There are a few ways to achieve what you are trying to do. The most recent and comprehensive answer is in my SO answer on a related topic here.
You have three options to perform the task you want:
Follow the link above to add a Service Principal to the Azure Active Directory which is linked to the Azure DevOps Organisation, generate a secret for it, and add it to the repositories in question with Read access on the specific repository.
If the projects are part of the same organisation, you can add the Project Collection Build Service from your project to the source project's repository with Read access. You can then use a combination of a repository resource (more info here) and the standard checkout step to clone the target resource. If you do this, you can set the submodules
property of the checkout step to true
and it will handle the submodule initialisation for you. Note that your Project Collection Build Service user must have read on the submodule repositories also.
If you want to run commands in this folder afterwards, you can also set persistCredentials
to true
which will mean you can then run other commands (like submodule init
or push
) inside that repository once it has been cloned - assuming your Project Collection Build Service has permissions.
If the projects are part of the same organisation, you can try manually running the clone step using "classic" git commands inside a bash shell. You can do this by exposing the System.AccessToken
which is documented in more detail in the microsoft documentation on how to use and access it. Note that as the System.AccessToken
variable is sensitive, you must pass it in via environment variables to your script (it will not be replaced directly in inline scripts like a usual variable). Once you have this, you can simply use something resembling the below in your clone script:
git clone https://[ACCESS_TOKEN]@dev.azure.com/[YOUR_ORG]/[YOUR_PROJECT]/_git/[YOUR_REPOSITORY]
If you do this, you'll be able to use all the standard commands such as submodule init
etc.
Note that Option 3 above is actually identical to Option 2, because that's the commands that Azure DevOps will run for you as part of the checkout
step - you just have more access to the commands used to do it.

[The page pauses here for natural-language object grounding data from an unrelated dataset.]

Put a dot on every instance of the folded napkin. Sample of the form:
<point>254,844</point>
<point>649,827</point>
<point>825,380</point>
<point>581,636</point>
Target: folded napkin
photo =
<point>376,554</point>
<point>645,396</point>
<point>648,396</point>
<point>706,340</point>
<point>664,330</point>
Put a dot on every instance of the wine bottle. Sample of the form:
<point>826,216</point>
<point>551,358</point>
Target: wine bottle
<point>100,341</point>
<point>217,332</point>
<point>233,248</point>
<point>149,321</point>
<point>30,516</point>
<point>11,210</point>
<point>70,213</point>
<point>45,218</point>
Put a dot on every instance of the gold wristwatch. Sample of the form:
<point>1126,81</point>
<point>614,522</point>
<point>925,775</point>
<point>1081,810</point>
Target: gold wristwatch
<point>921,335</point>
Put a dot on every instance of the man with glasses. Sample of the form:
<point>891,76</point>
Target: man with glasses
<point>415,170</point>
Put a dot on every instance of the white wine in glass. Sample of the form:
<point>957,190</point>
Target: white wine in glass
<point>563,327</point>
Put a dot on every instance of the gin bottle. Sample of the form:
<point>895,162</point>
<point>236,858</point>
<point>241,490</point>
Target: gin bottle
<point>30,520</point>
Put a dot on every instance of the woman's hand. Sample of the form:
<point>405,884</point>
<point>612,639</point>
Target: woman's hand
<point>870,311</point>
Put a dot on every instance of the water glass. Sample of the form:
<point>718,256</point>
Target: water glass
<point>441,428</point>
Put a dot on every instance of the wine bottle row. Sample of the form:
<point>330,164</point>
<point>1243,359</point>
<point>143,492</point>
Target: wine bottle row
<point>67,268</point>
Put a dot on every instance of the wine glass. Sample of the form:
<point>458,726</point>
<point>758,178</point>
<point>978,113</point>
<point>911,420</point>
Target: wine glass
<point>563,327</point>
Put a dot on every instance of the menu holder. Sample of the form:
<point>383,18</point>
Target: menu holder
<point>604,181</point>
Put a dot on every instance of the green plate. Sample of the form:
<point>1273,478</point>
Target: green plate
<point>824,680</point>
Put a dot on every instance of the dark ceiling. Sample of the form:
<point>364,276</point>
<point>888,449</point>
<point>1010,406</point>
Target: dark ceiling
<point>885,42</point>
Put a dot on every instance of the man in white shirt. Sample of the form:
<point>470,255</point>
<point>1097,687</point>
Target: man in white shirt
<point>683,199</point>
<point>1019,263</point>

Personally, if you can control the Azure Active Directory that is backing the Azure DevOps Organisation in question, Option 1 is the cleanest. You are completely disconnected in your consuming pipeline from the source. If both projects are part of the same Organisation, Option 2 is cleaner as there's no secrets to pass around - you just use the Build Service identity and it's all kept nice and tidy (and secure) in Microsoft's stack.
Edit For those visiting who want to do this purely through cURL, this blog post has a brilliant overview.
Repeating the key elements here in case that link dies,
curl https://login.microsoftonline.com/<tenant-ID>/oauth2/token
-H "Content-Type: application/x-www-form-urlencoded"
--data
"
grant_type=client_credentials&
client_id=<Client ID>&
client_secret=<Client Secret>&
resource=499b84ac-1321-427f-aa17-267ca6975798
"
Interestingly that post goes on to remark that you can use the Tenant Name rather than Tenant ID, though I have not tested this.